Kısa bir süre sonra odanın kapısı açıldı. Gelene baktığımda Emirhan'ı gördüm. Telaşı yüzünden okunuyordu. Önümde eğilip yüzümü avuçları arasına aldı.

"Sabah gayet rahat olduğunu söylemişlerdi. İyi misin küçük kız?" diye sordu.

"Bilmiyorum. Gerildim biraz." dedim. Neden geldiğini anlamadığım göz yaşlarım dökülmeye başlamıştı.

"Eğer içerisi çok kalabalık geliyorsa nikahı burada kıyarız ya da düğünü erteleriz. Nasıl istersen öyle olur." dedi güven verircesine. 

"Hayır, gerek yok." dedim. Ertelemek istemiyordum. Koltukta yanıma oturup bana sarıldı. Yaklaşık beş dakika öyle kalmıştık. Beni sakinleştirmek için teselli veriyordu. 

"Daha iyi misin?" diye sordu benden ayrılıp. Başımı onaylarcasına salladım.

"Ağlayıca makyaj akmıyor muydu? Seninki olduğu gibi duruyor." dedi tespit edercesine. 

"Bu arada asla inanmayacağın bir şey oldu?" dedi. Değişik bir yüz ifadesi vardı.

"Ne oldu?" diye sordum merakla.

"Baban beni buraya gönderdi." demesiyle göz devirdim.

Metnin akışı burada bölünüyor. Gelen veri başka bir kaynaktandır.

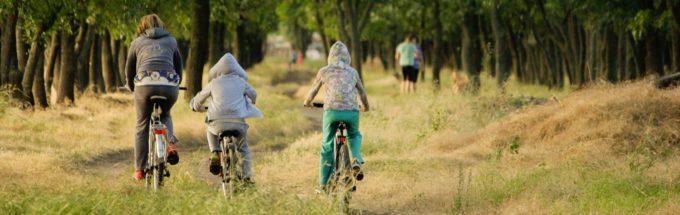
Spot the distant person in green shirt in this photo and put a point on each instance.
(406, 54)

Babam ona yakın davranınca hep böyle yapıyordu. Gerçekten şaşırıyordu.

"Babamın her hareketine şaşırmayı ne zaman bırakırsın tahminen?" diye sordum. Gülümsedi.

"Tanıdık geldi sanki. Noktalama işaretleri falan." dedi. Hatırladığım anılarla bende gülümsedim.

"Ayrıca baban çok dengesiz davranıyor. Sen ortada yokken hep iyi anlaşıyoruz ama sen gelince adam ne yapacağını şaşırıyor." dedi sanki sorun benmişim gibi.

"Ben çekileyim aranızdan o zaman." dedim. 

"İyi olur senin yüzünden düzgün bir ilişkimiz olamıyor." dedi o da fikrimi desteklercesine. Ciddi olmadığı ses tonundan belli oluyordu.

"Kırıcısınız beyefendi." dedim muzur bir ifadeyle. Sadece gülmekle yetindi. Kapının çalınmasıyla "Kendini iyi hissediyorsan gidelim mi?" diye sordu. Ayağa kalkıp koluna girdim ve birlikte nikah salonuna yürüdük.

Tanıdık olmayan hiçkimse yoktu. Onunla nikah masasına yürürken sanki bulutların üstündeydim. Nikah masasına geldiğimizde sandalyemi oturmam için çekti. İkimizde oturduğumuzda nikah memuru o soruyu sordu.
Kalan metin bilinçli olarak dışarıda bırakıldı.